CVE-2026-24158 is a vulnerability identified in NVIDIA's Triton Inference Server, a widely used platform for deploying AI models in production environments. The issue arises from the server's HTTP endpoint, which processes incoming compressed payloads without adequately validating the size of memory allocation requests. Specifically, the vulnerability is categorized under CWE-789, indicating that the server may attempt to allocate an excessively large amount of memory based on attacker-supplied input. This can lead to resource exhaustion, causing the server to crash or become unresponsive, effectively resulting in a denial of service (DoS). The vulnerability affects all versions of Triton Inference Server prior to 26.01. The CVSS v3.1 base score is 7.5, reflecting high severity due to the ease of remote exploitation (no privileges or user interaction required) and the impact on availability. While no public exploits have been reported yet, the potential for disruption in AI inference workloads is significant, especially in environments relying on Triton for critical machine learning services. The vulnerability does not impact confidentiality or integrity but solely targets availability. The lack of authentication requirements and the network attack vector increase the risk profile. The technical root cause is insufficient validation of the size parameter during decompression or memory allocation, allowing attackers to craft payloads that trigger excessive memory requests. This flaw can be exploited by sending specially crafted HTTP requests with large compressed payloads to the vulnerable server.

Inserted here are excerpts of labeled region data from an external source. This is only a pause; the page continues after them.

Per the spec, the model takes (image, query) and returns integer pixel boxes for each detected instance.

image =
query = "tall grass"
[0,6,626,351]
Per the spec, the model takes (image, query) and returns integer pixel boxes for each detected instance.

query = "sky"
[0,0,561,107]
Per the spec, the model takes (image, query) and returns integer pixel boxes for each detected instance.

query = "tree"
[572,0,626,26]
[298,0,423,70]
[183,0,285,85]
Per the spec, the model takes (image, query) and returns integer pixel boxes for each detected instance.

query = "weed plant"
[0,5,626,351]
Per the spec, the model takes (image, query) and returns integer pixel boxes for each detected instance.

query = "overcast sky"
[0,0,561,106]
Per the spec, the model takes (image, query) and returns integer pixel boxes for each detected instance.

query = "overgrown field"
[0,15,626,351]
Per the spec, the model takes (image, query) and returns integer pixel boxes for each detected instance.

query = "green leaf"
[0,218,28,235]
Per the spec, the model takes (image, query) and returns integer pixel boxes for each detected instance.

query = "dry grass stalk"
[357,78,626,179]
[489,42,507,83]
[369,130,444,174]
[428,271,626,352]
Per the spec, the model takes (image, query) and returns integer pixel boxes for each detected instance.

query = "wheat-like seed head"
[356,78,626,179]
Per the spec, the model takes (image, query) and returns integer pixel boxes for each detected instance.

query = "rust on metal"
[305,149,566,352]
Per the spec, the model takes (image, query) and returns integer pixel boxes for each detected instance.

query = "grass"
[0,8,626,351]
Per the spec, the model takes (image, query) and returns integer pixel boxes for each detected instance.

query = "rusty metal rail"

The primary impact of CVE-2026-24158 is denial of service, which can disrupt AI inference services relying on NVIDIA Triton Inference Server. Organizations deploying AI models in production environments may experience service outages, degraded performance, or crashes, affecting business-critical applications such as autonomous systems, real-time analytics, and cloud-based AI services. This disruption can lead to operational downtime, loss of customer trust, and potential financial losses. Since the vulnerability is remotely exploitable without authentication, attackers can launch DoS attacks at scale, potentially targeting multiple servers or cloud instances. The impact is particularly severe for organizations with high dependency on AI inference for decision-making or customer-facing services. Additionally, the resource exhaustion could be leveraged as part of a larger multi-vector attack to weaken defenses. Although confidentiality and integrity are not directly affected, the availability impact alone can have cascading effects on organizational operations and service level agreements (SLAs).

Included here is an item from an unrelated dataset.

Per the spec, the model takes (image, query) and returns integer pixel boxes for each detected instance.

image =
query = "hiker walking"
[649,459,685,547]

To mitigate CVE-2026-24158, organizations should upgrade NVIDIA Triton Inference Server to version 26.01 or later as soon as the patch becomes available. In the interim, implement strict input validation and limit the maximum allowed size for compressed payloads at the HTTP endpoint to prevent excessive memory allocation attempts. Deploy network-level protections such as rate limiting, web application firewalls (WAFs), and anomaly detection systems to identify and block suspicious large payload requests. Monitor server resource usage and HTTP request patterns to detect early signs of exploitation attempts. Consider isolating Triton servers in segmented network zones with restricted access to reduce exposure. Employ runtime memory monitoring tools to detect abnormal allocation spikes. Additionally, review and harden server configurations to minimize attack surface, including disabling unnecessary HTTP endpoints if possible. Maintain up-to-date incident response plans to quickly address potential DoS incidents. Regularly audit and test the environment for similar memory allocation vulnerabilities.